3. What will be reimbursed?  

  • 80% of the costs of all qualified medical claims paid above $15,000 but below $90,000.  
  • The sum of the total claims per early retiree for the plan year incurred after June 1, 2010, (i.e. not discrete claims) net of discounts, rebates, or other cost concessions.  
  • For 2010, plans can use amounts paid prior to June 1 to reach the $15,000 threshold, but reimbursable amounts must be incurred on or after June 1. This means the plan must become responsible for payment of the claim on or after June 1.  

4. How can employers use the reimbursements?  

  • While an employer may not use these reimbursements for its general revenues, it may use them to reduce plan or participant costs. The Department of Health and Human Services ("HHS") is currently interpreting this to mean that employers can use reimbursements under this program to pay for increases in medical premiums and benefit costs.  
  • These reimbursement funds do not have to be spent solely on early retiree expenses; they can be used to reduce the costs for any plan participant, including, for example, active employees if they are in the same plan as the early retirees.  
  • Employers do not have to use the funds for the plan year in which the qualified medical expenses are incurred. Accordingly, an employer will not need to readjust its current premium structure in light of expected reimbursements.  

5. Are amounts paid under this program taxable to the employer?  

  • No, they will not be taxable to the employer.  

Steps to Take Now  

Applications will be processed in the order received and, as noted above, HHS will stop accepting applications once the available funding ($5 billion) is projected to be exhausted. Although the application form has not yet been released, it is not too early to begin collecting the required information. The application process may start as early as June 1, 2010.  

To be ready, interested employers should immediately take the following steps to gather some of the more salient information that will be required on the application:

  1. Review and analyze the plan’s claims for the last year and take other necessary steps to project the amount of reimbursement that may be received by the plan under the program for the first two plan year cycles, with specific amounts for each of the two cycles.

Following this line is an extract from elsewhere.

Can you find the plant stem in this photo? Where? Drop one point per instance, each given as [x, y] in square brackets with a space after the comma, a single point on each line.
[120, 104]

This will likely require input from the plan’s third-party administrator.  
  2. Determine and describe how the plan will use reimbursements under the program.  
  3. Identify the plan’s programs in place designed to reduce the expense for chronic and high cost conditions (a medical condition that will likely generate $15,000 a year or more in medical expense). A plan need not have programs in place to cover all chronic and high cost conditions, but must take a reasonable approach in identifying which conditions are to be addressed by such programs. There are also several types of cost reduction programs that may qualify, such as disease management programs.  
  4. Review and revise, if necessary, the plan's policies and procedures to detect and reduce fraud and waste.